Globe Trot: Obama arms sales and Yemen’s war
Emails indicate the president wanted to soothe Saudi concerns over the Iran nuclear agreement
YEMEN: The Obama administration approved $1.3 billion in arms sales to Saudi Arabia last year, despite warnings from legal advisers the sale could implicate the United States—and U.S. military personnel—in war crimes over the Saudi-led air assault on Yemen. Typically, secretaries of defense and state and the director of intelligence sign off on such arms sales, and at that scale and with this tightly controlled White House, with presidential assent.
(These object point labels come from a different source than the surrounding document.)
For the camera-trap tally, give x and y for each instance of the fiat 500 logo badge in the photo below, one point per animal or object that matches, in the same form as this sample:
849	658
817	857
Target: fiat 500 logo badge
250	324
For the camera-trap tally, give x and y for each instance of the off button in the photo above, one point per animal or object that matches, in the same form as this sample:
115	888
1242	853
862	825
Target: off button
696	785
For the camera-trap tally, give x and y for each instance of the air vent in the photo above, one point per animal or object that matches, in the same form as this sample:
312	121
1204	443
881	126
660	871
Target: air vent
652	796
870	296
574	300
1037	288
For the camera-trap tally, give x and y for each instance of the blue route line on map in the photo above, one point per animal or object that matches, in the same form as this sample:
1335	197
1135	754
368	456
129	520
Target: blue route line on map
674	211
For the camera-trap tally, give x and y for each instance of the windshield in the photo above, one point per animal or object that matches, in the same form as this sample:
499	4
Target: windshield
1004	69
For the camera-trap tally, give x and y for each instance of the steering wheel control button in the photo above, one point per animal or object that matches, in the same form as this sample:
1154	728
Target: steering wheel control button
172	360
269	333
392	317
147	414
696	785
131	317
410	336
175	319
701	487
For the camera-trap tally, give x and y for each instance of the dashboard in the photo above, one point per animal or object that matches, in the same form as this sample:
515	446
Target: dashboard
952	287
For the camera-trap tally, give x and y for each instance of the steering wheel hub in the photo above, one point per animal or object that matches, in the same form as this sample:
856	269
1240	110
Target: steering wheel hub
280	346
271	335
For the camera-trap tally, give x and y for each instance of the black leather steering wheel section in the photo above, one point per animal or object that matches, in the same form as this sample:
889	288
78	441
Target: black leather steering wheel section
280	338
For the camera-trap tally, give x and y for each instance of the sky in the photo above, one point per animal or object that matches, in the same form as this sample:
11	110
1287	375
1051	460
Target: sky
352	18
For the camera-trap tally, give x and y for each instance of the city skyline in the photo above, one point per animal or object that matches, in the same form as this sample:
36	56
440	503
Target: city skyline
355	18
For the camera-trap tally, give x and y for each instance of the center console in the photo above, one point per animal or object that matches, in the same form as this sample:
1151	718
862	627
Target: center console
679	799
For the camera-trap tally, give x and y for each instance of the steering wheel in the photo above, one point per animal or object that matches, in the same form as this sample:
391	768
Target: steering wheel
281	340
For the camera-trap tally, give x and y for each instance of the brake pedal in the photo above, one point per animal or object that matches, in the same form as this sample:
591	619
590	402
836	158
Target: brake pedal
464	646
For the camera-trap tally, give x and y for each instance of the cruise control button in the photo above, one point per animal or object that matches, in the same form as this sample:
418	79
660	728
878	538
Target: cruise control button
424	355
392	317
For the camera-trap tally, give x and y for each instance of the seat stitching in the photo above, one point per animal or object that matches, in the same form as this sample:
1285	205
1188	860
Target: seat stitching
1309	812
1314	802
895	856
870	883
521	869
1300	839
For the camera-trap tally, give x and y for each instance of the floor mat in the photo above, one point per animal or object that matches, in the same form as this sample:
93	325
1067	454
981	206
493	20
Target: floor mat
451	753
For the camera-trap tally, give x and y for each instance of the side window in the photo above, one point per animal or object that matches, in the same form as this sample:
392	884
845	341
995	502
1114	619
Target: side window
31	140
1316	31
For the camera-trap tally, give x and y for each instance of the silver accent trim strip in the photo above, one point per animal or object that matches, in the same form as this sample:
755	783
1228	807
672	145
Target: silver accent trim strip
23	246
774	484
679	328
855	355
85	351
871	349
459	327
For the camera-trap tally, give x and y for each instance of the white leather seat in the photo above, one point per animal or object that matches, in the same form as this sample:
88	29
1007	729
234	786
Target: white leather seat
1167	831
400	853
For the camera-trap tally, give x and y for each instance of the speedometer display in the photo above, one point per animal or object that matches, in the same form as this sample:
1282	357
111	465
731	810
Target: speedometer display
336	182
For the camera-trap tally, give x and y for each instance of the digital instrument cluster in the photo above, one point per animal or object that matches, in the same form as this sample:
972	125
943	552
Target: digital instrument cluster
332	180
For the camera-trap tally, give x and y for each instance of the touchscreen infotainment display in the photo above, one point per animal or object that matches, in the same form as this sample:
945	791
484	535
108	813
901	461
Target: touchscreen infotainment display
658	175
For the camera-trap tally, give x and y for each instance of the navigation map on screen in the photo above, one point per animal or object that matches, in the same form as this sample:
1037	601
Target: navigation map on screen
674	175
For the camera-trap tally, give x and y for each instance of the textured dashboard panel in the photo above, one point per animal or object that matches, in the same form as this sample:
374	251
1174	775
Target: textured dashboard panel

Emails obtained by Reuters under the Freedom of Information Act indicate President Obama wanted the deal to allay Saudi concern over his Iran nuclear agreement.
On Sunday, a U.S. destroyer near the Suez came under fire from Yemeni rebel missiles (ironically, Iranian-made weapons), forcing it to engage defense systems. The attack took place after a Saudi airstrike hit a funeral hall in the capital, killing more than 140 people.
HAITI: Hurricane Matthew’s devastation in photos, with post-hurricane relief now underway.
SYRIA: Leading presidential candidates Hillary Clinton and Donald Trump gave perhaps their best shot at a serious policy discussion on Syria during last night’s debate, but the pair fell short on coherence. Pressed by a moderator, Clinton did not say she’d consider a no-fly zone, something she argued for during her tenure as secretary of state, simply vowing no U.S. boots on the ground. Trump said President Obama crossed his own red line on Clinton’s watch as secretary of state (wrong) and said the majority of airstrikes by Syrian and Russian forces target ISIS (also wrong).
The Trump videotape controversy successfully overwhelmed media coverage of WikiLeaks’ release of thousands of illegally obtained emails of Clinton adviser John Podesta. Among what seem most damaging (best to read them yourself in this charged atmosphere) are Clinton speech transcripts she refused to release that call for “open borders,” and damaging indications she authorized arms shipments to terrorist-linked groups in Syria and Libya.
For insiders, “open borders” has become movement language referring to an EU-like policy allowing free movement across, say, all of North America, or dropping border control altogether.
Pastor and author Tim Keller on the need for “confident pluralism.”
TURKEY: Nine years later, the five men who tortured and murdered three Christians in Malatya are in jail, but Christians aren’t feeling more secure.
I’m following a report of two Americans jailed under Turkey’s new and draconian “state of emergency” laws. If you have information or U.S. Embassy contacts, email me.
INFIDELS UPDATE: Over the next month I’ll be putting together an update for the paperback edition of They Say We Are Infidels and hope to include a few tidbits (at your suggestion) here along the way. Insaf Safou made a successful trip to Turkey this summer, despite the coup, gathering with Iraqi refugee women for counseling and teaching. And while the rest of us try to just spell “Aleppo,” Armenians are delivering aid to the besieged city at huge risk. Armenians escaped the Ottoman genocide a century ago by resettling in Aleppo, and the now-independent country’s consul in Aleppo told journalists Syria provided wheat and other necessities during its 1990s crisis over the Soviet breakup, so “Armenia will continue to send aid to the Syrian people.”